Verify equation is an identity

[shooterman]

. . . . . .\(\displaystyle =\;tan(theta + pie/2) = -cot\)
I got stuck in pretty much in the being after plugging into tan equation.

 

[tkhunny]

"pie" is for eating.
"pi" is for math and Greek spellers.

Here's what you need.

tan(x) = sin(x)/cos(x)

sin(x + pi/2) = cos(x)

cos(x + pi/2) = -sin(x)

Put them together.

 

[fasteddie65]

Or you could use tan (A + B) = (tan A + tan B)/(1 - tan A tan B)

 

[shooterman]

i think tkhunny is has the easier way thxs i figured the problem out thanks for the help.

 

[Deleted member 4993]

. . . . . .\(\displaystyle =\;tan(theta + pie/2) = -cot\)
I got stuck in pretty much in the being after plugging into tan equation.

Should be written as:

\(\displaystyle = \tan(\theta + \frac{\pi}{2}) = -\cot(\theta)\)

 

[tkhunny]

Or you could use tan (A + B) = (tan A + tan B)/(1 - tan A tan B)

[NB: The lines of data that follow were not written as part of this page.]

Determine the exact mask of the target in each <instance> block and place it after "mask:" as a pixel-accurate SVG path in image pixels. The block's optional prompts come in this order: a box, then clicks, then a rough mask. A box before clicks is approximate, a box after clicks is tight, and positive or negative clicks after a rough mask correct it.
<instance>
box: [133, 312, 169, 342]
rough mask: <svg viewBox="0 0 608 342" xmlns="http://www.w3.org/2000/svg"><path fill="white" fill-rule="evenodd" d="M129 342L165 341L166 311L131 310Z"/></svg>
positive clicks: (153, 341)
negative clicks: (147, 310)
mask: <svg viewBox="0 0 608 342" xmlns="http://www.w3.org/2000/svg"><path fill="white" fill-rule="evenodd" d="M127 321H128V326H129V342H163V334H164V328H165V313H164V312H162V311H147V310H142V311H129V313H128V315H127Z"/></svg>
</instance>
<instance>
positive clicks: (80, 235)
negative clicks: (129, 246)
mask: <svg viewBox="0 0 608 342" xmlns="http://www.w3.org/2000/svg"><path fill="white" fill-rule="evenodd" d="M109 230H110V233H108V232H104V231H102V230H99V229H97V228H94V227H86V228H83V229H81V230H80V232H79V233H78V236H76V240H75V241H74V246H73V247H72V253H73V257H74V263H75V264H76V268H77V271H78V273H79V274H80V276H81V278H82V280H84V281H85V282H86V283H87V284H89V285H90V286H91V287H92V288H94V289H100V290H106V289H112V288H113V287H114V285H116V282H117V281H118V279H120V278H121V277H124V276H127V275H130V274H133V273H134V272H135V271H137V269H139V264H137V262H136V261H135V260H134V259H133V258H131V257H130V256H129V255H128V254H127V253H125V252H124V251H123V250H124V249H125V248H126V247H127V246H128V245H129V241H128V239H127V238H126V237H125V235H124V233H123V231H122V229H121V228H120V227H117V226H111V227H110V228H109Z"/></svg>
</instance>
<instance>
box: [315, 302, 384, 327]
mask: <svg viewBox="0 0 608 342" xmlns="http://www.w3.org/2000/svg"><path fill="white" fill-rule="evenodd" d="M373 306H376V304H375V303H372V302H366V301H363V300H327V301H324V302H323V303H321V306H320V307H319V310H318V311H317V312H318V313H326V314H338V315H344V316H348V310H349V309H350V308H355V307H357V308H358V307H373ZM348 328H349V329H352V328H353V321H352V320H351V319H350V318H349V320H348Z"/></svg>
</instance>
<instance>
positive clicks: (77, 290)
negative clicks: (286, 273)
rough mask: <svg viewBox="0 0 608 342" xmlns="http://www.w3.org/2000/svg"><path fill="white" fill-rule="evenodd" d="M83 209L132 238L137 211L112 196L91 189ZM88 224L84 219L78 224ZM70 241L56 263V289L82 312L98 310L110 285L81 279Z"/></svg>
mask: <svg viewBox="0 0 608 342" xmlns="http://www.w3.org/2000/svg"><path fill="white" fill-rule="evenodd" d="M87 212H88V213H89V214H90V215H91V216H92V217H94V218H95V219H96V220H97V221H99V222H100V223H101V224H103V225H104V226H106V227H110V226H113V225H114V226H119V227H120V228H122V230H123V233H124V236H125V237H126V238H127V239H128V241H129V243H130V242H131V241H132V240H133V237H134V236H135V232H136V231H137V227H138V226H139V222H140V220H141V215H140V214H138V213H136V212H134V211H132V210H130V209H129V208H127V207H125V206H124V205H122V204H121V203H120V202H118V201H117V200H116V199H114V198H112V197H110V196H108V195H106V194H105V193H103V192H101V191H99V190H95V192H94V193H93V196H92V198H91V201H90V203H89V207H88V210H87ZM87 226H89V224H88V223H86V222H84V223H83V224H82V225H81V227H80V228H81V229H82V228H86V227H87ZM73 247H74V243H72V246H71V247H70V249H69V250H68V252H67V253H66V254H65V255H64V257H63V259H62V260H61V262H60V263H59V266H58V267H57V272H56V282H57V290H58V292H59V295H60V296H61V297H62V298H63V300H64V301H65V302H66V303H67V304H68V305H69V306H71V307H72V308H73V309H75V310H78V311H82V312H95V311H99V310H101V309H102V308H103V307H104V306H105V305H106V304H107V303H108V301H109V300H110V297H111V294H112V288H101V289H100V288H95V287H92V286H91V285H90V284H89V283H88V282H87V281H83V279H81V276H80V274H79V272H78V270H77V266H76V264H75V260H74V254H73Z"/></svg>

If you know this identity, please use it. tan(A-B) is wonderful for calculating the angle between two intersecting lines.

 

[shooterman]

. . . . . .\(\displaystyle sin\theta cos\frac{\pi}{2} + cos\theta sin\frac{\pi}{2} / {cos\theta cos\frac{\pi}{2} - sin\theta sin\frac{\pi}{2}\)

. . . . . .\(\displaystyle cos\frac{\pi}{2}\) is zero so they cancel out. \(\displaystyle sin\frac{\pi}{2}\) is one and that leaves with

. . . . . .\(\displaystyle cos\theta sin\frac{\pi}{2} / -sin\theta = -cot\theta\)

. . . . . .And thats it. Sorry I don't know the BBcode for the fraction for \(\displaystyle sin(\theta + \frac{\pi}{2})\) over \(\displaystyle cos(\theta + \frac{\pi}{2})\)